Refoua: Das Besondere an diesem Film ist, dass man ihn in 3-D erleben kann. Bei vielen Dingen, bei denen wir normalerweise sagen würden: ‚Hey, lasst uns zum nächsten Teil übergehen‘, bleiben wir länger dabei und Jim besteht darauf, dass wir länger dabei bleiben müssen, weil die Leute das sehen wollen. Die Leute wollen die Erfahrung machen, unter Wasser zu sein und all die neuen Kreaturen und all das zu sehen. Das ist also das Besondere an diesem Film. Man kann ihn nicht einfach wie andere Filmen beurteilen, denn die Leute wollen auch einfach nur dasitzen und etwas Schönes ansehen.

Rivkin: Das ist ein wirklich guter Punkt. Jim hat oft gesagt: ‚Ich will nicht einfach nur Story Point, an Story Point, an Story Point fügen. Das Avatar-Erlebnis ist etwas ganz anderes, und die Leute wollen einfach in diese Erfahrung eintauchen.‘ Eines seiner Argumente, um auch mehr Länge in einzelnen Abschnitten zu behalten war, dass das Studio bei »Avatar 1« oft mit ihm kämpfte, etwa um die Flugsequenz zu kürzen — aber die Flugsequenz in ‚Avatar 1‘ ist eine der am besten bewerteten und am häufigsten erwähnten Sequenzen des Films.

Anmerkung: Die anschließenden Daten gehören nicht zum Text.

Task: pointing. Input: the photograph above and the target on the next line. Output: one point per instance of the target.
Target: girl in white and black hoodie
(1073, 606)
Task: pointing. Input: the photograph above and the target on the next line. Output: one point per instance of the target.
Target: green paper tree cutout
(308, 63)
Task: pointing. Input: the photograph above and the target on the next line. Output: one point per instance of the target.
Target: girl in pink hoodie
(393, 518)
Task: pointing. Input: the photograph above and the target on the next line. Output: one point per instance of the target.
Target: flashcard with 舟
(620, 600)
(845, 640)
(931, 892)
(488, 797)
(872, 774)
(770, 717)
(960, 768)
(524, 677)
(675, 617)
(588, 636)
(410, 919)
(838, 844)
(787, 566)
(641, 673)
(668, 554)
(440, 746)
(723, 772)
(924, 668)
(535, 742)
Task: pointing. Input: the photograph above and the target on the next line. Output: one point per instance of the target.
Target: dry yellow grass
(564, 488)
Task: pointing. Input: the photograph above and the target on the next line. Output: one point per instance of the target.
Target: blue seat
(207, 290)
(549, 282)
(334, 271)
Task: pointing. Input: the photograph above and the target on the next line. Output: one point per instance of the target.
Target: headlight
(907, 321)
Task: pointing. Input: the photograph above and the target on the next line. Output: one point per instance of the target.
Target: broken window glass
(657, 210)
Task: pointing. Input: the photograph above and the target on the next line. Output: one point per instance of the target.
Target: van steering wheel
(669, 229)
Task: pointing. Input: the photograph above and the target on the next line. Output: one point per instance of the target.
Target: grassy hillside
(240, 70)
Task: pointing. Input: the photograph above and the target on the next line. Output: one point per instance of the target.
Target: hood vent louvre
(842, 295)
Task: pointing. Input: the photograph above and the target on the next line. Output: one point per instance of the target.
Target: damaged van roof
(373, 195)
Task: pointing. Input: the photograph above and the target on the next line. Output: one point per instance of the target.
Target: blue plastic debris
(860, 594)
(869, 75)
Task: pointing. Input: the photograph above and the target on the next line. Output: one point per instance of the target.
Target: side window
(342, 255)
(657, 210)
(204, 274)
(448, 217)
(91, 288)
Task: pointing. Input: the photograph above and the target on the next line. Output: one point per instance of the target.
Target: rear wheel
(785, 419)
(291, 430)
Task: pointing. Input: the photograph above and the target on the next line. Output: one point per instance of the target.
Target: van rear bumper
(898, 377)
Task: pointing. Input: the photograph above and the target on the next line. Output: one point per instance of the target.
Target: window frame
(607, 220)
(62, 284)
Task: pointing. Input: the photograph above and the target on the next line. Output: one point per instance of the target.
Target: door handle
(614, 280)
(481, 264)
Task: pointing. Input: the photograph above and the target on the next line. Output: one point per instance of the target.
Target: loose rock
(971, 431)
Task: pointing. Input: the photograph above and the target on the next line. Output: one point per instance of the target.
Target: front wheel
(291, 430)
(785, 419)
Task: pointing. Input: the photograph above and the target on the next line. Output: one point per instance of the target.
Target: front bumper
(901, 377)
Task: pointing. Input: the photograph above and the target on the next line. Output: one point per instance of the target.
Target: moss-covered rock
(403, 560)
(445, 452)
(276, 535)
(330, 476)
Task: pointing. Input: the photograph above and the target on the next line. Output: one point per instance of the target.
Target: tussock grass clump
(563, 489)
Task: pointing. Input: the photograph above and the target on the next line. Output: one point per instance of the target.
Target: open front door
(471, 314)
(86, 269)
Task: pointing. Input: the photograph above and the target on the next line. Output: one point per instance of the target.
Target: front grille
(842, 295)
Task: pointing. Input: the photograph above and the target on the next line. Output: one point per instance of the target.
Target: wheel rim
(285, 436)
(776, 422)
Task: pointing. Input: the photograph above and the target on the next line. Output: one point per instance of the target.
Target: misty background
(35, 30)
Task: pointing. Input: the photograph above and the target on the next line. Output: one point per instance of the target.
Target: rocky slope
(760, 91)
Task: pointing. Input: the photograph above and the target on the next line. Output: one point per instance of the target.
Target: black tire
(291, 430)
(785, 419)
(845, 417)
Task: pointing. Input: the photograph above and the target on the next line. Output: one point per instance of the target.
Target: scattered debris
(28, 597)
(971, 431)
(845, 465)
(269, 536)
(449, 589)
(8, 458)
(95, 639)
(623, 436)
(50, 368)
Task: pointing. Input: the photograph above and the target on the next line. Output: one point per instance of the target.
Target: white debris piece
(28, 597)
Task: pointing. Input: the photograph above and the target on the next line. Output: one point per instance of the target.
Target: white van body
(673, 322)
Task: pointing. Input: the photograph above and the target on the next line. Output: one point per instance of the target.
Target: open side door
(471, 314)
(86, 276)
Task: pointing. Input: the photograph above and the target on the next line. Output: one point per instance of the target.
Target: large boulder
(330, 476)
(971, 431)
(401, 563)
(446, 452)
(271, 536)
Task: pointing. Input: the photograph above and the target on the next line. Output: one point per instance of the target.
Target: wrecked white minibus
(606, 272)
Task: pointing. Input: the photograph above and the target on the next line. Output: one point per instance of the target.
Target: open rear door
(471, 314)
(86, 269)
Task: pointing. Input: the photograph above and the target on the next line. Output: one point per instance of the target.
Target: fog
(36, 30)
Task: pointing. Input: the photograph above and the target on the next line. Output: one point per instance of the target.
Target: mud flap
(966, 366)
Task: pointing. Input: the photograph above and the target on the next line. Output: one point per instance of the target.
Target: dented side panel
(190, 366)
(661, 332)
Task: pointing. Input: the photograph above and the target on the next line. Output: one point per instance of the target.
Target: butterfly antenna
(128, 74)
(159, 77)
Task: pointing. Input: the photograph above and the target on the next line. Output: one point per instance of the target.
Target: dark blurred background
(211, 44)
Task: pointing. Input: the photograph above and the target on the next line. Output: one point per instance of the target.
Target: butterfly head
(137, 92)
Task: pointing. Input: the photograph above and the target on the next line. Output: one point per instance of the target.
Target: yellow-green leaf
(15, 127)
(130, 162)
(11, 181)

»Avatar: The Way of Water«, Still, © 20th Century Studios
Avatar hat eine ganz eigene Produktionsweise entwickelt, die weit über klassische Motion-Capture-Drehs hinausgeht.

Wie schafft man es, bei einem Film, der visuell und auditiv so reichhaltig ist, lange genug bei diesen Szenen zu verweilen, obwohl man anfangs selbst gar nicht die fertig gestaltete, großartige 3D-Bilderwelt sieht?

Rivkin: Da sollten wir vielleicht zuerst mal über unseren Workflow sprechen, denn eine der Besonderheiten von »Avatar« und der »Avatar-Saga« ist, dass wir den Film vielfach umschneiden — schon als Basis mindestens zweimal.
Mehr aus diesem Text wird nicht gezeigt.